Mısır’daki diktatörlük rejimine karşı 25 Ocak 2011 tarihinde Tahrir Meydanı’nda adalet ve özgürlük arayışına yönelin bir yürüyüş başlamıştı.
Baskı, hak ihlalleri, rüşvet, yolsuzluk ve sınıflaşmanın derinleşmesi yanında Gazze’deki Sionist katliam ve ambargolara Refah Sınır Kapısı’nı kapatarak iştirak eden Mübarek rejimine karşı sıkışan muhalif öfke patlamıştı.

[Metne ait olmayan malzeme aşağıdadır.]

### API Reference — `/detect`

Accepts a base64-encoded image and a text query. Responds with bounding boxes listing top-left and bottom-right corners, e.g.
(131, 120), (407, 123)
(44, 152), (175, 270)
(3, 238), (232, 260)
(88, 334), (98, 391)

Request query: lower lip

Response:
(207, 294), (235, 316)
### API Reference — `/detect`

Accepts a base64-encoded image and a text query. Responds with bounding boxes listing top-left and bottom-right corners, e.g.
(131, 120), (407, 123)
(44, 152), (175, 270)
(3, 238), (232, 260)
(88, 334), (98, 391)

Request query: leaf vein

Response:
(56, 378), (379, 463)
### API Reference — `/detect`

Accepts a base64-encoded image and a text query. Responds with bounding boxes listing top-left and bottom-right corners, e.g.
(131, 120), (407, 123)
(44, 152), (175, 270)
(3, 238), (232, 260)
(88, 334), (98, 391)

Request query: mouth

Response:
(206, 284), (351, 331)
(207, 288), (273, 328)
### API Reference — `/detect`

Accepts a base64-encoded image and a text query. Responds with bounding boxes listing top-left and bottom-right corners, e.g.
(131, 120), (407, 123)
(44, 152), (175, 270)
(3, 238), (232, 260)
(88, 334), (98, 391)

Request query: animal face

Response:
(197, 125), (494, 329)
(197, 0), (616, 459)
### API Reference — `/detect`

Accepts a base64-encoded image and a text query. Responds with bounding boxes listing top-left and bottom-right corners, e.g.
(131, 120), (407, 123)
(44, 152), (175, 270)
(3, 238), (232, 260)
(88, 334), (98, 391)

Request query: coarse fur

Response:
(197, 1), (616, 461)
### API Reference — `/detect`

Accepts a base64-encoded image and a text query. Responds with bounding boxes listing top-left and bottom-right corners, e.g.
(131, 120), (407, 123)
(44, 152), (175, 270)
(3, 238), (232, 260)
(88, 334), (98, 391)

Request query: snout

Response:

Patlayan öfkenin bu yürüyüşünde inisiyatifi, baştan sona fıtrat diyen, vahiy diyen, tevhid diyen İhvan-ı Müslimin’in kadroları ve ıslahçı/inkılapçı Müslüman öncüler ellerine almışlardı. Bu hal uluslar arası istikbarı, küresel kapitalizmi ve Suudi Arabistan gibi işbirlikçi diktatörlükleri oldukça tedirgin ediyordu. Ve sonunda dünya egemenlerinin ve işbirlikçilerinin teşviği, onayı ve yardımlarıyla Amerikancı Mısır Ordusu tarafından öze dönüşü ifade eden bu yürüşün 3 Temmuz 2013 günü askeri darbe ile önü kesilmek istendi.

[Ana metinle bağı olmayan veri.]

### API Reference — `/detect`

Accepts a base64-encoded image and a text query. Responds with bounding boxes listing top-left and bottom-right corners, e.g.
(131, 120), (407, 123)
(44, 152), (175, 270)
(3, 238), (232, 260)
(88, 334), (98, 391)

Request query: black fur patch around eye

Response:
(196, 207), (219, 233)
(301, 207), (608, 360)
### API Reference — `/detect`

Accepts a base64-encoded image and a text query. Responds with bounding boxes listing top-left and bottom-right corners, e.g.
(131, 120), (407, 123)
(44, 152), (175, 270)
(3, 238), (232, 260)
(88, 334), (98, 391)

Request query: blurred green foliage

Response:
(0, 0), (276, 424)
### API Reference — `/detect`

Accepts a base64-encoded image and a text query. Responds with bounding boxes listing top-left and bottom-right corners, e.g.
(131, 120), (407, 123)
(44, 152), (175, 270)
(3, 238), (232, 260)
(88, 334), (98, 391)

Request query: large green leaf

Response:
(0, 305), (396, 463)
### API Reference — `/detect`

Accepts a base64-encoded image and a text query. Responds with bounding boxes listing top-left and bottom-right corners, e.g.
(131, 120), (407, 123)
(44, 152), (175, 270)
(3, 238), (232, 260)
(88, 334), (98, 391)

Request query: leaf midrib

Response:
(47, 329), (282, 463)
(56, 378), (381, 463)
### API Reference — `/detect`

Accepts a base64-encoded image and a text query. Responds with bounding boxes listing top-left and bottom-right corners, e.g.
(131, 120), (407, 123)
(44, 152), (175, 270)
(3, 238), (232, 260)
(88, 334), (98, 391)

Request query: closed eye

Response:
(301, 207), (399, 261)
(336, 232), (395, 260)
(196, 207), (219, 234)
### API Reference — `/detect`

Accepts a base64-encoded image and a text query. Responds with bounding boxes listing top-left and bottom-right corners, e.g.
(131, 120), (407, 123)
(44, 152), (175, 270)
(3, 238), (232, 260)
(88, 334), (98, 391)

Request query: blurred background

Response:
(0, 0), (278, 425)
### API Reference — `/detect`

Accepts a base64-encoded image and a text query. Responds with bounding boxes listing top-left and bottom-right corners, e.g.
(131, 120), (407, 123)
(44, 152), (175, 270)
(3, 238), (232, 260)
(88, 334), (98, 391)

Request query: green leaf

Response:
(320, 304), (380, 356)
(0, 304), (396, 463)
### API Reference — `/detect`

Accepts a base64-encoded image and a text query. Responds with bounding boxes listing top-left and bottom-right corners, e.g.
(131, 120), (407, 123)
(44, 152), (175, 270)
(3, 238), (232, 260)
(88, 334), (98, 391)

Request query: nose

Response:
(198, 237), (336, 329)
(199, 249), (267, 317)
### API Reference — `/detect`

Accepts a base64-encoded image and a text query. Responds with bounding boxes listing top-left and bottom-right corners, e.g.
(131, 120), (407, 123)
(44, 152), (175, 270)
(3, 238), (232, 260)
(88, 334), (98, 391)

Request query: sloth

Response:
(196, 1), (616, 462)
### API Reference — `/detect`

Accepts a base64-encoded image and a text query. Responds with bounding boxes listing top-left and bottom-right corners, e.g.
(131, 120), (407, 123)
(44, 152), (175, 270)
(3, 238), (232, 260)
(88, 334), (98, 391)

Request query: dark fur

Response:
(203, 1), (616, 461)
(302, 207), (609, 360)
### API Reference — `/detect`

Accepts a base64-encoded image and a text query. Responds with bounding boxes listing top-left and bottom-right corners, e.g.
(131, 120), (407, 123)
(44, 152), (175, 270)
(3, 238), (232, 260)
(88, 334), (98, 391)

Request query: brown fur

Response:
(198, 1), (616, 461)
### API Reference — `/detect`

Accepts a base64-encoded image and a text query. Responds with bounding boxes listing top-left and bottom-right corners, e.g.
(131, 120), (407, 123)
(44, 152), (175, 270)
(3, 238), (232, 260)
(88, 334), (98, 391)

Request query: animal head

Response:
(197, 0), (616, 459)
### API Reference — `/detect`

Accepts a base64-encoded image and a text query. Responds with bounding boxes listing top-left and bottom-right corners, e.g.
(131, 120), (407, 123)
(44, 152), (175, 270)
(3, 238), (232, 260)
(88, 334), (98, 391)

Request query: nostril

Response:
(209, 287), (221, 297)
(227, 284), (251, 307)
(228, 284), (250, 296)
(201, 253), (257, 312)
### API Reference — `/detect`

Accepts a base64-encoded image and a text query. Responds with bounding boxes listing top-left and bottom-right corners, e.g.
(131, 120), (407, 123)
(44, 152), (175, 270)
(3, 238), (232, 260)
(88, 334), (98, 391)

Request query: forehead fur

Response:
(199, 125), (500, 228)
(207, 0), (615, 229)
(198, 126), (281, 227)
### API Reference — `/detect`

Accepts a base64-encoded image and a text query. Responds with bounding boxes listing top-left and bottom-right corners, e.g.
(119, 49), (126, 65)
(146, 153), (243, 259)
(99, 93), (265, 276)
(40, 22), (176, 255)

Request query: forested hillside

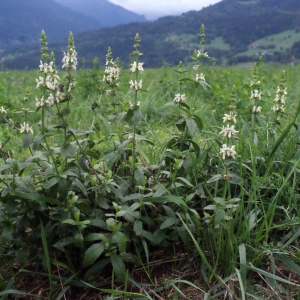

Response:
(0, 0), (103, 52)
(2, 0), (300, 68)
(54, 0), (147, 27)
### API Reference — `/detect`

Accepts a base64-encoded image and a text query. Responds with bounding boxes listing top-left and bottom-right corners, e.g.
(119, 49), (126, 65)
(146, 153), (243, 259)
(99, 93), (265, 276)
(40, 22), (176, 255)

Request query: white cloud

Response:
(109, 0), (221, 20)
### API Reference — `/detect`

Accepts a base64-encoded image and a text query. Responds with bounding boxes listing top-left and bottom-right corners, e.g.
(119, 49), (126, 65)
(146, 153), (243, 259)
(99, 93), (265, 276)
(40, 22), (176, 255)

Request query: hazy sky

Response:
(109, 0), (222, 20)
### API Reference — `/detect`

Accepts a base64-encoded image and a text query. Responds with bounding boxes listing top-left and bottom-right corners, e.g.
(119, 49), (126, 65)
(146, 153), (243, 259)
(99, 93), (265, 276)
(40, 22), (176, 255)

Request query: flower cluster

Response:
(103, 63), (121, 86)
(220, 124), (239, 139)
(220, 88), (238, 159)
(250, 63), (262, 115)
(129, 101), (141, 108)
(250, 90), (261, 101)
(271, 71), (287, 119)
(129, 79), (143, 90)
(197, 50), (209, 59)
(20, 122), (33, 134)
(173, 93), (187, 103)
(0, 106), (7, 114)
(130, 61), (144, 73)
(222, 111), (237, 123)
(62, 47), (78, 70)
(220, 144), (237, 160)
(196, 73), (206, 82)
(39, 61), (54, 73)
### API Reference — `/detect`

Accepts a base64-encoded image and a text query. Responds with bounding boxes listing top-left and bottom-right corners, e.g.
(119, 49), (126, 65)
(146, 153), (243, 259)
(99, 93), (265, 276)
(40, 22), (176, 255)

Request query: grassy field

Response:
(236, 29), (300, 58)
(0, 31), (300, 299)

General Sisi liderliğinde gerçekleştirilen ve Kıptilerin Başpapaz’ından, Ezher Şeyhin’den, Suud yanlısı Selefi Nur Partisi’nden dayanak bulan bu darbe, 31 Mart 2013 Gezi Parkı kalkışmasını yerel ve küresel oligarşinin, vesayet güçlerinin ve kimliksel devşirmelerin desteklediği gibi, benzer bileşenlerce başından bugüne kadar arkalandı.

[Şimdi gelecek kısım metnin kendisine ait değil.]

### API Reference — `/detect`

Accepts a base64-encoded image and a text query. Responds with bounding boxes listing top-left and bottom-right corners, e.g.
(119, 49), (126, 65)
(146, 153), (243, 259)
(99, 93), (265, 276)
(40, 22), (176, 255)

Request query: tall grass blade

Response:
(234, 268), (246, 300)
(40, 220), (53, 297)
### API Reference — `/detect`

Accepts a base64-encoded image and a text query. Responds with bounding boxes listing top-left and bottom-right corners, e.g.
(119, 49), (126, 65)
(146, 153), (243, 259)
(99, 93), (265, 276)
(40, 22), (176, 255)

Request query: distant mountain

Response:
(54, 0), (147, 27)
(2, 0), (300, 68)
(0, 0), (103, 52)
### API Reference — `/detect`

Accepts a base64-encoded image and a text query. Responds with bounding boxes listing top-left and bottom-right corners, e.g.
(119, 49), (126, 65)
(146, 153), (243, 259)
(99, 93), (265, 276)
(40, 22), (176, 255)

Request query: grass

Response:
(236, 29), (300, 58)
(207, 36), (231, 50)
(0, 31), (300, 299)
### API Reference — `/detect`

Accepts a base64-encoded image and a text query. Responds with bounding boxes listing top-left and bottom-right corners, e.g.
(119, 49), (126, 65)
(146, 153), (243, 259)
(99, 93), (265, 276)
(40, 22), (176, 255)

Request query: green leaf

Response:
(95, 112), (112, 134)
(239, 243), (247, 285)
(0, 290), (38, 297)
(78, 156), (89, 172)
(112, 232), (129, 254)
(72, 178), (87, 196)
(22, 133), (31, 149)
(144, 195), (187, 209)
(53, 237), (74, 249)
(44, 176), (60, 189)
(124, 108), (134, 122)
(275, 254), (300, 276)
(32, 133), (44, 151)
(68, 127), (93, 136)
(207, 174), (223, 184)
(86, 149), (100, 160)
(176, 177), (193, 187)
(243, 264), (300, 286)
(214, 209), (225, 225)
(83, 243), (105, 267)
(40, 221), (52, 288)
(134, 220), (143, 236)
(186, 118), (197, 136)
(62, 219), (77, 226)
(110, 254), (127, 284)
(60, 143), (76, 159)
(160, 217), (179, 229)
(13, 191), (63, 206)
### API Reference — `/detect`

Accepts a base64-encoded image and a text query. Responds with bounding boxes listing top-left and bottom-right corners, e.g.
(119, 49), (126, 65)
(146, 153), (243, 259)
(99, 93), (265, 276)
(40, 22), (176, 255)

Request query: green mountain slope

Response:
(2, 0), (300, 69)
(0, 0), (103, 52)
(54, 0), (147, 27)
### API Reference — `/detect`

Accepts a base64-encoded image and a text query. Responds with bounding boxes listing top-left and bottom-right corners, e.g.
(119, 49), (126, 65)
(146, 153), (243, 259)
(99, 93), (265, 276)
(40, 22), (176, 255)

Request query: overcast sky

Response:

Ama direnişçi Müslümanların uyanış yürüyüşü köksüz ve günübirlik değildi.
Bu yürüyüş, Rabbimizin verdiği Kur’an nimetinden, ümmet nimetinden tarihi süreç itibariyle uzaklaşan Müslümanları; yeniden uyanış, ıslah ve inşa etmek isteyen ıslah hareketlerinin bir ürünüydü.
Bu direniş Urvetul Vuska, El Menar, İhvan-ı Müslimin, Kuzey Afrika Ulema ve Zeytuniye hareketi, Hint kıtasındaki Cemat-i İslami, İran’da bugün tasfiye edilmeye çalışılan Usuli uyanış ve Takiyyüddin Nebhani ile arkadaşlarının bir birikimi, bir sentezi oldu.
İhvan’ın değerli ve cefakâr son mürşidi, Seyyid Kutup’un öğrencisi, idama mahkum edilen yaşayan şehid Muhammed Bedii, darbenin ardından Müslümanları hemen Rabiatu’l Adeviyye Meydanı’na çağırdı.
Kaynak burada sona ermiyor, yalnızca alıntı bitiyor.